| The Indian government may have to do a greater deal of explaining than just the dichotomy of prime minister abstaining from the Commonwealth meeting in Colombo while sending his external affairs minister to attend it. Earlier this year, India took a participatory role in signing the UN resolution against Sri Lanka for the latter’s dismal human rights
record. Evidently, both are inspired less by a principled concern for human rights and more by vote politics, with jarring voices emanating from Tamil Nadu, where the two potential allies, DMK and AIADMK, have exerted enough pressure on the Indian government to convey India’s unequivocal stand that it will not tolerate the of the Sri Lankan Tamil minority in the island country. Both the respective presidents of these two parties, M Karunanidhi and Jayalalitha, strong political enemies of each other, have demanded that India should fully boycott the Commonwealth Heads of Government Meeting (CHOGM) in Colombo and have questioned the presence of external affairs minister Salman Khurshid at the meeting.

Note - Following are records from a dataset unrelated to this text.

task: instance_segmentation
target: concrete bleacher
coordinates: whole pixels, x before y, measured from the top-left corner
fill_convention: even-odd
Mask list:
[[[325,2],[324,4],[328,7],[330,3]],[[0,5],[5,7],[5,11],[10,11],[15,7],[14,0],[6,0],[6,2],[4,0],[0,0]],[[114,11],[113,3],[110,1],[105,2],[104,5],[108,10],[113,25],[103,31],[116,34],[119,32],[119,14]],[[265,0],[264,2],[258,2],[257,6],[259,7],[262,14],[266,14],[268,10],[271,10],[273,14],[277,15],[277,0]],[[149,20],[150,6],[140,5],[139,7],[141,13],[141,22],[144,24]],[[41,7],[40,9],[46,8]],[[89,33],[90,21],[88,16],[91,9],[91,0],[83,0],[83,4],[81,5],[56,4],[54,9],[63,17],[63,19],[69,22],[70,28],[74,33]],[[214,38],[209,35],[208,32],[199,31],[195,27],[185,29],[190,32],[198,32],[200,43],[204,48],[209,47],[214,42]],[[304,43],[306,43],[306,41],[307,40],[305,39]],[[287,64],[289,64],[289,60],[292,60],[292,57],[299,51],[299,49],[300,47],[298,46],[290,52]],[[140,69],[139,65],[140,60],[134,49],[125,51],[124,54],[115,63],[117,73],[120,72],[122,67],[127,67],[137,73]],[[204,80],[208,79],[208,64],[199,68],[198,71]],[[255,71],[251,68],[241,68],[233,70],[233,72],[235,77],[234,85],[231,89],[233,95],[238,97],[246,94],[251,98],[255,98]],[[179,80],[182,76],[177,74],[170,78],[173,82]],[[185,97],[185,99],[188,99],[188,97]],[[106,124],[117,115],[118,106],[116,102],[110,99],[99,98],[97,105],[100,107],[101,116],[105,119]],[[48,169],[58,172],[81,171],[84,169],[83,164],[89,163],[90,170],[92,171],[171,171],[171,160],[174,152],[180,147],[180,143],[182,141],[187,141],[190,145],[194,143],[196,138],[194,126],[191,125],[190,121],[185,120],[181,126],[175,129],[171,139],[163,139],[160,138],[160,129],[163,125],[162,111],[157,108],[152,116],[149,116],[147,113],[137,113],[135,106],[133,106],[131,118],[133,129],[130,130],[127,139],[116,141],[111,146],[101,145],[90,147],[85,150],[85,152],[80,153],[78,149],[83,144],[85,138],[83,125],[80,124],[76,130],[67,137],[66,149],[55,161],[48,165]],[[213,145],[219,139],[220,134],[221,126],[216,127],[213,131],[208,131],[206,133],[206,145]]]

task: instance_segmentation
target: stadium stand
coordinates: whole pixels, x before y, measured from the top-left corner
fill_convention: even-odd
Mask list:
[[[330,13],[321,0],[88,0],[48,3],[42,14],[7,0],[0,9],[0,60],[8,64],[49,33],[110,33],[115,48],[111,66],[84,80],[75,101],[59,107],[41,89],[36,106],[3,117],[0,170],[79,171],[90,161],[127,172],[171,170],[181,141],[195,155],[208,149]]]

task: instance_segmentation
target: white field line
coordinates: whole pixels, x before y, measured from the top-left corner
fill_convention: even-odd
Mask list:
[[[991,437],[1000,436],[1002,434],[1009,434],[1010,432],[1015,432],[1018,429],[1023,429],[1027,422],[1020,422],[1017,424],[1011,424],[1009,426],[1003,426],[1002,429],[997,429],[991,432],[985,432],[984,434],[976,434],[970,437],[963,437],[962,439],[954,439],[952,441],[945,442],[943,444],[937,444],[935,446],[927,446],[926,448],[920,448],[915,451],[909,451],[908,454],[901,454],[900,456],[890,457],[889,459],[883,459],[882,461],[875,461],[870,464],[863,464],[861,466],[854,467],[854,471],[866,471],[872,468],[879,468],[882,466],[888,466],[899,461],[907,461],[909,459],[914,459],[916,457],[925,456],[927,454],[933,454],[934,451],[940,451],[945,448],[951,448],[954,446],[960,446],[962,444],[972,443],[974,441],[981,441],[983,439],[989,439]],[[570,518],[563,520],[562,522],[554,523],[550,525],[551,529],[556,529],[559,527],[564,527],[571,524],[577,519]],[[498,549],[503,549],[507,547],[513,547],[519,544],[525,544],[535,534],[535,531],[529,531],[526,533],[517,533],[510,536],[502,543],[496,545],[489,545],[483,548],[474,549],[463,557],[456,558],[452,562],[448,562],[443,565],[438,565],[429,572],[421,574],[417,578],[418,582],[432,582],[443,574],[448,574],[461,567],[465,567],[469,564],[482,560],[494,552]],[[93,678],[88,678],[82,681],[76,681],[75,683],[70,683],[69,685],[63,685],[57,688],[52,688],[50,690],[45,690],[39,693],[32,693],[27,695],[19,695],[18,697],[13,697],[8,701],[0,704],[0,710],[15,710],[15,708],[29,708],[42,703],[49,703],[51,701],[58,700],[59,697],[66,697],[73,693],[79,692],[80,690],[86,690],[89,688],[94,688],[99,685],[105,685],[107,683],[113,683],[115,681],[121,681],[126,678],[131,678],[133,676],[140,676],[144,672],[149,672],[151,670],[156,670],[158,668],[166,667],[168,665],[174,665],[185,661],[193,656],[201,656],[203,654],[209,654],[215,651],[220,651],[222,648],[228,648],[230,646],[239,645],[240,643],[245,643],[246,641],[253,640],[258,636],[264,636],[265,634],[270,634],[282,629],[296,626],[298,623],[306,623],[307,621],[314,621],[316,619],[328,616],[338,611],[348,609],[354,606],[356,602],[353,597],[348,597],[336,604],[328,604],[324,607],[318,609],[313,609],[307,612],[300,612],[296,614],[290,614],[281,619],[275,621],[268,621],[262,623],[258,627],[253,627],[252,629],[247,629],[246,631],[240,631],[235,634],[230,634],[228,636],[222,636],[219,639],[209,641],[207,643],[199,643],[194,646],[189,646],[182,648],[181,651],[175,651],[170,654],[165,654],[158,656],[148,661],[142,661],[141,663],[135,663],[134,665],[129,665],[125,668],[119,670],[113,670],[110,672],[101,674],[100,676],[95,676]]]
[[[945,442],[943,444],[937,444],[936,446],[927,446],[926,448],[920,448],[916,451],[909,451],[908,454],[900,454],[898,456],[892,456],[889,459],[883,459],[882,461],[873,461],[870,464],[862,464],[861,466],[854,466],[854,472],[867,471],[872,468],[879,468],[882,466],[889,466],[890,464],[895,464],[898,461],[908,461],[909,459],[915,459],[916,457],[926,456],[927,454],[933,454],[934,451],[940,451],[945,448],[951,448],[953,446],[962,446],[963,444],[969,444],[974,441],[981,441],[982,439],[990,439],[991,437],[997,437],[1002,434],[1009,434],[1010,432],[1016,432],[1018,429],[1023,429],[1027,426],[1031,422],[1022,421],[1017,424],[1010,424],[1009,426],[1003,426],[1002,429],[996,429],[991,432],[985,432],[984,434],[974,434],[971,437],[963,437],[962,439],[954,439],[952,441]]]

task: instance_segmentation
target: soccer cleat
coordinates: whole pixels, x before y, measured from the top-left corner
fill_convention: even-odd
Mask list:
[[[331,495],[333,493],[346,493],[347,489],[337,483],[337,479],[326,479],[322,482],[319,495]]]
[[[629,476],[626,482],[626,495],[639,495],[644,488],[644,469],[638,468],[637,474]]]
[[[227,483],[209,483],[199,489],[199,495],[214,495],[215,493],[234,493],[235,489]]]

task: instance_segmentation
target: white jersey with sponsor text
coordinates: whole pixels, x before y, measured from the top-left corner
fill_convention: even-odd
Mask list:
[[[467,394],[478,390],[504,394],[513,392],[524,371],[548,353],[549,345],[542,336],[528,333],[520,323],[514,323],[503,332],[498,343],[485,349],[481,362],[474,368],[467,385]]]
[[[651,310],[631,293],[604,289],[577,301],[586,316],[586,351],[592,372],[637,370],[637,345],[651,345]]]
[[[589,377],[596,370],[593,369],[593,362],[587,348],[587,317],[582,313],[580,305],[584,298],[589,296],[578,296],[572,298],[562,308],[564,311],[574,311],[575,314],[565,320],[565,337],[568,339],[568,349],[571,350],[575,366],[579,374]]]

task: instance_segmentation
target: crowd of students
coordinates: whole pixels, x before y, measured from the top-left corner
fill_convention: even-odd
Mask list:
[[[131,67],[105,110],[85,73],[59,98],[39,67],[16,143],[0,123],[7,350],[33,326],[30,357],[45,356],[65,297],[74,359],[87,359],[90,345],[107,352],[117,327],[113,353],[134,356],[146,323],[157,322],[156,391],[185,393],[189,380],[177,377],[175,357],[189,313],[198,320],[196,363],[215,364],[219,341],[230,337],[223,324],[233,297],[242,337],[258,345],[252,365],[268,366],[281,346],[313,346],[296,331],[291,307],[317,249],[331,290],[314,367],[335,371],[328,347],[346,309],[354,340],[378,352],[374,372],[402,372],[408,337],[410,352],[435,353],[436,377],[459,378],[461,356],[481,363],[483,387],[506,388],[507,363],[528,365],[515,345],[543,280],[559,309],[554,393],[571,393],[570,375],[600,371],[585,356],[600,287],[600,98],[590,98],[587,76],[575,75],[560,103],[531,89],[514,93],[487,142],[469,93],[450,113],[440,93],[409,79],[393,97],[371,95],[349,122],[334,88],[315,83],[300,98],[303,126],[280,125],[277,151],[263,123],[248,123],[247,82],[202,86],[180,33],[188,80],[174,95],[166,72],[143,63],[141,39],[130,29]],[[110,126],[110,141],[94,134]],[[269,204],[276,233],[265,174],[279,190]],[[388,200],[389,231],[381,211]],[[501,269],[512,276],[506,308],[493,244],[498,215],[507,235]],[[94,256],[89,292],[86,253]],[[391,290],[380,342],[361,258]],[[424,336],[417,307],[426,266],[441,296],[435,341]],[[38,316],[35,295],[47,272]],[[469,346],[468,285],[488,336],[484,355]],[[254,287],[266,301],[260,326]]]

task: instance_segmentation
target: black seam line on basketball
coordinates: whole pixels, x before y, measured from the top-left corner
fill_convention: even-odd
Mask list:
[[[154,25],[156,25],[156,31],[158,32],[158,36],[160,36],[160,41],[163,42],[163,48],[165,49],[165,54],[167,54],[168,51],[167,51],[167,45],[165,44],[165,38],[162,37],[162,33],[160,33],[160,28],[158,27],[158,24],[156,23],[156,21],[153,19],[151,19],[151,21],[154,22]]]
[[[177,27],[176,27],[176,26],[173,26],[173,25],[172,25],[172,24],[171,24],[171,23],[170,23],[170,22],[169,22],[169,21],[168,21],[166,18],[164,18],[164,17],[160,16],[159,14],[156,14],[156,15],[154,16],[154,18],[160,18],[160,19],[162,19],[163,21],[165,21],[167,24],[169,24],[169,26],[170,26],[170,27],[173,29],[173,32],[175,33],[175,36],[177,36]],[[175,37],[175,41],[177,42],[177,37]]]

The Tamil concern and the competitive vote bank politics over the Sri Lankan question is unmistakable. What, however, is intriguingly complex is the Indian government’s dilemma and its balancing act. There was much dithering before India decided to become an active signatory to the previous UN resolution indicting Sri Lanka of war crimes against Tamil minorities before it succumbed to the pressures of potential and prospective Tamil allies. The dilemma is not driven by some exceptional attraction for Sri Lankan government but by the dubiousness of India’s own poor track record of human rights in Kashmir, north east and Maoist affected states.
Indian government has failed to adhere to commitments of international humanitarian laws and conventions while dealing with several conflicts within its own boundaries. It continues to excessively use and abuse draconian laws like Armed Forces Special Powers Act (AFSPA), which gives the army unbridled freedom to detain, interrogate and harass any individual in the states including Jammu and Kashmir, Nagaland and Manipur where the act has been extended. Such draconian acts have become a lethal weapon in the hands of the men in uniform and in the face of that, the feeble response of the government has not translated beyond the ritual lip sympathy of maintaining zero tolerance to human rights violations. In practice, the tolerance level to excesses is infinite. The patterns of impunity go beyond the AFSPA and much of the violence is perpetrated by the security forces in north eastern states and Kashmir through the unbridled powers vested in the forces inclusive of the police and the political and official patronage they enjoy. This patronage reveals itself more evidently through botched up investigations and fudged evidences, besides delay and denial of means of providing legal justice.
The same is true of Chattisgarh and other areas where Maoist violence is prevalent, even though AFSPA exists in these states. In all the conflict zones, the manner in which weapons and money are liberally spent in the name of territorial integrity and fighting counter insurgency without a system of accountability lies at the root of the criminality that has crept into the security network, allowing security personnel to indulge in unlawful acts with impunity andto large scale human rights violations. The increasing levels of custodial killings and enforced disappearances reveal the systematic and planned genocide perpetrated by the security forces which prevails mainly because of a lack of a system of accountability. The security personnel are encouraged to kill and harass ordinary civilians by ways of rewarding them with medals and promotions which has also made the forces not just brutal but also criminal.
In Kashmir, the most militarised region in the world, despite diminishing levels of militancy, the Indian government has been unable to respond with a sincere process of engagement and confidence building through scaling down human rights abuse or through a process of institutionalised justice. Instead, the Valley has only seen a spiraling rise in anger and alienation, exacerbated by the events of 2008, 2010 killings and the more recent Afzal Guru hanging. The Indian government needs to grapple with these uncomfortable truths and its own dichotomy before taking the high moral ground it has taken on excesses in Sri Lanka. This hypocrisy may sooner or later come to painfully haunt the government and before that does, it should begin sorting out its own created messes in the conflict zones without succumbing to any vote bank politics or business lobby pressures that disable any fruitful resolution of these existing tangles, where human rights abuse is exceptionally high.